Street in the City of London

Queen Street is a street in the City of London which runs between Upper Thames Street at its southern end to Cheapside in the north. The thoroughfares of Queen Street and King Street (a northward continuation of Queen Street beyond Cheapside) were newly laid out, cutting across more ancient routes in the City, following the Great Fire of London in 1666; they were the only notable new streets following the fire's destruction of much of the City.

At the lower (southern) end of Queen Street is Southwark Bridge. The London Chamber of Commerce & Industry is located at No. 33. At the upper (northern) end the street crosses Cheapside and becomes King Street, which leads to Gresham Street and the Guildhall. This creates a direct route from the River Thames at Southwark Bridge up to the Guildhall. Queen Street meets the newer Queen Victoria Street as well as Cannon Street. Minor roads off the street include Skinners Lane (the home of the Worshipful Company of Skinners) and Cloak Lane.
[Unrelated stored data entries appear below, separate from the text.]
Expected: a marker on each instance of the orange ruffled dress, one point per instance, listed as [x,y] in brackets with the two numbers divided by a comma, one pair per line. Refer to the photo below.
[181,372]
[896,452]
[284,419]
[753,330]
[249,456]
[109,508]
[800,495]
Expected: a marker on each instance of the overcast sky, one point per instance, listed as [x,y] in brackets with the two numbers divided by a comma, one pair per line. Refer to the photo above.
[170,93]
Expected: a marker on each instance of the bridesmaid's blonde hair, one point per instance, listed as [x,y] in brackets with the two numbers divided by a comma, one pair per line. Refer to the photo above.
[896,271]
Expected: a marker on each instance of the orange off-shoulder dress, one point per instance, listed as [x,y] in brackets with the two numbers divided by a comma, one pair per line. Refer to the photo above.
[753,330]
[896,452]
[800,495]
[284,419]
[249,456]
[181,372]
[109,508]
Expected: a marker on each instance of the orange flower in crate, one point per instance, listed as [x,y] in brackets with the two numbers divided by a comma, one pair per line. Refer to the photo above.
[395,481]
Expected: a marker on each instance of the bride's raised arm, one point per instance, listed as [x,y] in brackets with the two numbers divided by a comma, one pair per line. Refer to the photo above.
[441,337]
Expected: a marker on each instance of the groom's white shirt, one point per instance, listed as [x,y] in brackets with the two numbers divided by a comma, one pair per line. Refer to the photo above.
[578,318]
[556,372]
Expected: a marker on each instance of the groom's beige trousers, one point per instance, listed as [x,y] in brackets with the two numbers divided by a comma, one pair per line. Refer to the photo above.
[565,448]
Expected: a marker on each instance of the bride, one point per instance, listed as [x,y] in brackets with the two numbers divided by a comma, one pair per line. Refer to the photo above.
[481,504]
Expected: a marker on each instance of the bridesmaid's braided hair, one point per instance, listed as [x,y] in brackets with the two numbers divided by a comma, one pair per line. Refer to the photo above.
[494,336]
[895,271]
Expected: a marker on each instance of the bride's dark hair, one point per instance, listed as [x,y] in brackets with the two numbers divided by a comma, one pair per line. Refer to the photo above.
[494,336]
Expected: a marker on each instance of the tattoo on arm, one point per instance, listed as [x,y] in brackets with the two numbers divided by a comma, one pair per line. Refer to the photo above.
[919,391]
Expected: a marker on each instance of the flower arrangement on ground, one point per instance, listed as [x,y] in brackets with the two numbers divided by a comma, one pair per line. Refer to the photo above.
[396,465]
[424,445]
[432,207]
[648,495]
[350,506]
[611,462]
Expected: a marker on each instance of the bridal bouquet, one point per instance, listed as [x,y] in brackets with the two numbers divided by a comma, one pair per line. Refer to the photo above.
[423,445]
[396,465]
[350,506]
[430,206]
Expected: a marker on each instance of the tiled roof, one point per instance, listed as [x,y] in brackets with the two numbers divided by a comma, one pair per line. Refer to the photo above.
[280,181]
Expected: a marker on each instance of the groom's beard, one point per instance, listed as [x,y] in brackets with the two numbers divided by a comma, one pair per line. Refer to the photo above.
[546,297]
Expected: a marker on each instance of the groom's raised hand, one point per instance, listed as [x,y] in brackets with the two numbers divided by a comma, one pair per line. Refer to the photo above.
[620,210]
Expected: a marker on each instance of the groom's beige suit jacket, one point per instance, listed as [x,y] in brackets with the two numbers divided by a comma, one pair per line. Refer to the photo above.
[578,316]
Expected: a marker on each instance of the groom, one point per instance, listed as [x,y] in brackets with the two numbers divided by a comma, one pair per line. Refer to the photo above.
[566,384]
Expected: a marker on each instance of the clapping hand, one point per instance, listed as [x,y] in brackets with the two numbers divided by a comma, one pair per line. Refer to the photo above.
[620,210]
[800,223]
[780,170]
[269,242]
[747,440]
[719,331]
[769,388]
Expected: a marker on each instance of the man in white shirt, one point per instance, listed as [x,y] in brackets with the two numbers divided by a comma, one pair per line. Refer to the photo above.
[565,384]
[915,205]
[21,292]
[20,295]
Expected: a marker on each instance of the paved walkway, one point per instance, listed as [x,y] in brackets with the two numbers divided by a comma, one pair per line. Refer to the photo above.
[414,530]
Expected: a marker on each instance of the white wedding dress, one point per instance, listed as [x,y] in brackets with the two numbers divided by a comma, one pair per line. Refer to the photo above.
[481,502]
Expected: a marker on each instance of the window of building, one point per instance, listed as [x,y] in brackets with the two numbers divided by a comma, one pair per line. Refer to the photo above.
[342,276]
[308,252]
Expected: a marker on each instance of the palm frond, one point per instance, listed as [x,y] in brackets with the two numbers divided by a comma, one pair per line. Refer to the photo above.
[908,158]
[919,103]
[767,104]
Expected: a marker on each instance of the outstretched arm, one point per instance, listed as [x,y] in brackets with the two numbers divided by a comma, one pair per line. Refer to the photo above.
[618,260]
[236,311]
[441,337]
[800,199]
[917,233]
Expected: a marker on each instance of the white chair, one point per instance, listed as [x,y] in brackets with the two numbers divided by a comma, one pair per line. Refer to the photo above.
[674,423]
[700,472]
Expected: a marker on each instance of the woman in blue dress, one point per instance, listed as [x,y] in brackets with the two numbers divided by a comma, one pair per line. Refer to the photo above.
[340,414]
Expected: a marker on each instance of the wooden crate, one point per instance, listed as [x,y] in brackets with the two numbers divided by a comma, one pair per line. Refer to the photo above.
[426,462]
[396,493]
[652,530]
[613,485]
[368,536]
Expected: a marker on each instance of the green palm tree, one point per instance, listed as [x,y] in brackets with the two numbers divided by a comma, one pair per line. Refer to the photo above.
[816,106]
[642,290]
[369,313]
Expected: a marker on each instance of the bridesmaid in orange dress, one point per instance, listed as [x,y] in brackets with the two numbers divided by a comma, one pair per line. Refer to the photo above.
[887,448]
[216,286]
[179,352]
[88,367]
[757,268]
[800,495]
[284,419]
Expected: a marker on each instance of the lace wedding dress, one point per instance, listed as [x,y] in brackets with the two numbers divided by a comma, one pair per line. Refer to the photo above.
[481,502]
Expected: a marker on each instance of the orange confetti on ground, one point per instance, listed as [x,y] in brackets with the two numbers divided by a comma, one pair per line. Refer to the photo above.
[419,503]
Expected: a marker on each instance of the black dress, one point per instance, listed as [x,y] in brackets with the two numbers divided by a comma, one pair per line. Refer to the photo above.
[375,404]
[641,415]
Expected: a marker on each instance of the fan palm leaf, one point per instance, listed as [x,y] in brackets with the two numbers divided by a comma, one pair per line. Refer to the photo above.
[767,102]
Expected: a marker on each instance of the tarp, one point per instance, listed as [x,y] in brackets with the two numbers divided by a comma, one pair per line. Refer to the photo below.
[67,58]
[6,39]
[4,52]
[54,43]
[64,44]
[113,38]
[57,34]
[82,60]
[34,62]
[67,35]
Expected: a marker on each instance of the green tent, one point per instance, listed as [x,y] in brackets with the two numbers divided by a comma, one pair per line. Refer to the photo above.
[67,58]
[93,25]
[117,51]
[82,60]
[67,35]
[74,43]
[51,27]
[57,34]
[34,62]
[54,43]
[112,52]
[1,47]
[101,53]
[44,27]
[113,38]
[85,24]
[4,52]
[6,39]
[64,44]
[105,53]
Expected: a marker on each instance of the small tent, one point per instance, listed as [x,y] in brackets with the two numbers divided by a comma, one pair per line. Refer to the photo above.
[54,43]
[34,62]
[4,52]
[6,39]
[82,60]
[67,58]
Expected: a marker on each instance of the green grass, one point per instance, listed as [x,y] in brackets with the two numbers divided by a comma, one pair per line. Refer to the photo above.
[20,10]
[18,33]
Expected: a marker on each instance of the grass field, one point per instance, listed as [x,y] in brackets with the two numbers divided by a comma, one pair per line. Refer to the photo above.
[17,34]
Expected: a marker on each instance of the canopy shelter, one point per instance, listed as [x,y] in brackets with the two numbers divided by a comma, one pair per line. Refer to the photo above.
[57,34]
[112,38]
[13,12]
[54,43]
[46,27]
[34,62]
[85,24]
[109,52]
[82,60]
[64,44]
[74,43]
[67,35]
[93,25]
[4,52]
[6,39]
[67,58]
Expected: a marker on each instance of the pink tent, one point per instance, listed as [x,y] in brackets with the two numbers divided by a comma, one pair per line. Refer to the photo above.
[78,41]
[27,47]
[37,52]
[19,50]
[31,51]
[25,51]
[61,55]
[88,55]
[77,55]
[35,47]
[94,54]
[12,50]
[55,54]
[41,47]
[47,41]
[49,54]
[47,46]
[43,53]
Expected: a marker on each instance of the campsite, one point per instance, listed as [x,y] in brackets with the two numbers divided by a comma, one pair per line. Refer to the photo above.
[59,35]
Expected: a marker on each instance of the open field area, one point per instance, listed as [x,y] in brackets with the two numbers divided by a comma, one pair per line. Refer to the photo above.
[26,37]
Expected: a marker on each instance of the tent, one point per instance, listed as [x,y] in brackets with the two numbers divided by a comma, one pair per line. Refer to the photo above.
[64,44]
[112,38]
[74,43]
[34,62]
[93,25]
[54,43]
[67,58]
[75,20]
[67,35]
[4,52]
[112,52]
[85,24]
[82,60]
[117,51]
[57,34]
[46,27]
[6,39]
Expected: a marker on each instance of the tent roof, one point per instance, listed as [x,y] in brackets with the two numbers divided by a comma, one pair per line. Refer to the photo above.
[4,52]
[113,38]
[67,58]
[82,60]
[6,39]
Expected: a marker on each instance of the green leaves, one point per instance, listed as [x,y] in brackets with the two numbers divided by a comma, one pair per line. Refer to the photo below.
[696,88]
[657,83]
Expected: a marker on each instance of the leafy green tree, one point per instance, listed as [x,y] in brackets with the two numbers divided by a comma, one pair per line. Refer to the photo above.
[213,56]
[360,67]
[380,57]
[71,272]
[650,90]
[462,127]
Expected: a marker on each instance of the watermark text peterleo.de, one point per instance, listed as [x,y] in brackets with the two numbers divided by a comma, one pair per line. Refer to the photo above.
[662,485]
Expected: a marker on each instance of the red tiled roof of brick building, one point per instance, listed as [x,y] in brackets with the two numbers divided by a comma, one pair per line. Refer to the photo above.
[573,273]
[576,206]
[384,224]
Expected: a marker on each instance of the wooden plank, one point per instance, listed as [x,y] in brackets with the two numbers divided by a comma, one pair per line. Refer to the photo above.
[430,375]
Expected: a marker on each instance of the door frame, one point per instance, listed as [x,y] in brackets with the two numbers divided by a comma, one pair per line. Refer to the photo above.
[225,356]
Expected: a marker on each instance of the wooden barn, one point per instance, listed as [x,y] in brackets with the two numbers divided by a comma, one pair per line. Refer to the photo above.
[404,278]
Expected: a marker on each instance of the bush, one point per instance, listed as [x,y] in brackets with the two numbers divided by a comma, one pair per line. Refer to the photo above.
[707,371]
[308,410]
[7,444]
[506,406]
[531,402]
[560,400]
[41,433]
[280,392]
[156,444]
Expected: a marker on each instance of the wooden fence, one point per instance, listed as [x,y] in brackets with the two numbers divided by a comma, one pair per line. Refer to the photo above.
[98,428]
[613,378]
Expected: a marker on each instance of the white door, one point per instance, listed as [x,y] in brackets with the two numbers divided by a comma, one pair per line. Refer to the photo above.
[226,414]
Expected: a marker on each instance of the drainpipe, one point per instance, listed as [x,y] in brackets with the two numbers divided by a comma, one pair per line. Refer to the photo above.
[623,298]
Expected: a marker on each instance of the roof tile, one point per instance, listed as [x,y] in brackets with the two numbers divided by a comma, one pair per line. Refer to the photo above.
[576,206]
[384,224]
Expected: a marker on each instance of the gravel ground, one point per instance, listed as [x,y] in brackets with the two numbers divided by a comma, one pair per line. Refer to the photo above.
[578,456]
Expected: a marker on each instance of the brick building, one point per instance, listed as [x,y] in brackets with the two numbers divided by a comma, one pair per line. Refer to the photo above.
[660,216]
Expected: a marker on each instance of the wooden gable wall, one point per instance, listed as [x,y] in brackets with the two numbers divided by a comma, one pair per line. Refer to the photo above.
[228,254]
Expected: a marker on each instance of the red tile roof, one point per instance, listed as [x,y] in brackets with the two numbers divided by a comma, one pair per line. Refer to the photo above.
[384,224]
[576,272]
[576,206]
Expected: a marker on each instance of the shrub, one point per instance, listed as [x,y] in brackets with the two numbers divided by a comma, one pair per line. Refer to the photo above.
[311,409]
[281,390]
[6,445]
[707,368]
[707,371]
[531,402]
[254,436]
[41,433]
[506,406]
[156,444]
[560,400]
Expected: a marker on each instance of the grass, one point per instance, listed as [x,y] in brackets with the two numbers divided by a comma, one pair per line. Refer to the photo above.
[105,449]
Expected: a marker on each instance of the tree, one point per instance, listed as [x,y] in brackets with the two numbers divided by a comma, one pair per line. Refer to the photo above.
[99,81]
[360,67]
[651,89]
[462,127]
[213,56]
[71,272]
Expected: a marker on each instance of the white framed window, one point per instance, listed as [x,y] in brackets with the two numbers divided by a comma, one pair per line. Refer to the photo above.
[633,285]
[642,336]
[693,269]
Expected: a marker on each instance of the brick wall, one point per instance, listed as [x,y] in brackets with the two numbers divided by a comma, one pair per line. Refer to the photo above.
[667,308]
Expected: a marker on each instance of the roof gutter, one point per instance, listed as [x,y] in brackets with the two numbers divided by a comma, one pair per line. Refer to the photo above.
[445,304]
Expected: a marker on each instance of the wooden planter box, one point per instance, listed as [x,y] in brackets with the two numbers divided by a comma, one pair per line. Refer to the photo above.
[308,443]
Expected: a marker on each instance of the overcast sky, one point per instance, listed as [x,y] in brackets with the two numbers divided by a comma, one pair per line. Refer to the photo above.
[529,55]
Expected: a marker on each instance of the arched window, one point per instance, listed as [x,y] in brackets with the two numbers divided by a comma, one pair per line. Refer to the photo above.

Two short sections of the street are pedestrianised, which together with a pedestrian-priority crossing of Cannon Street, forms a "Central Plaza" area. This was part of an award-winning public realm improvement scheme undertaken in 2006. This pedestrianised part of Queen Street has been used as a location for a number of art events organised by the City of London Festival and the London Architectural Biennale.

Queen Street and King Street form part of an important route on the London Cycle Network which continues south over Southwark Bridge and north towards Moorgate.

Queen Street runs through the wards of Vintry and Cordwainer, and is in the postal code area EC4. King Street is in the ward of Cheap and in postcode area EC2.

King Street formed part of the marathon course of the 2012 Olympic and Paralympic Games. The women's Olympic marathon took place on 5 August and the men's on 12 August. The four Paralympic marathons were held on 9 September.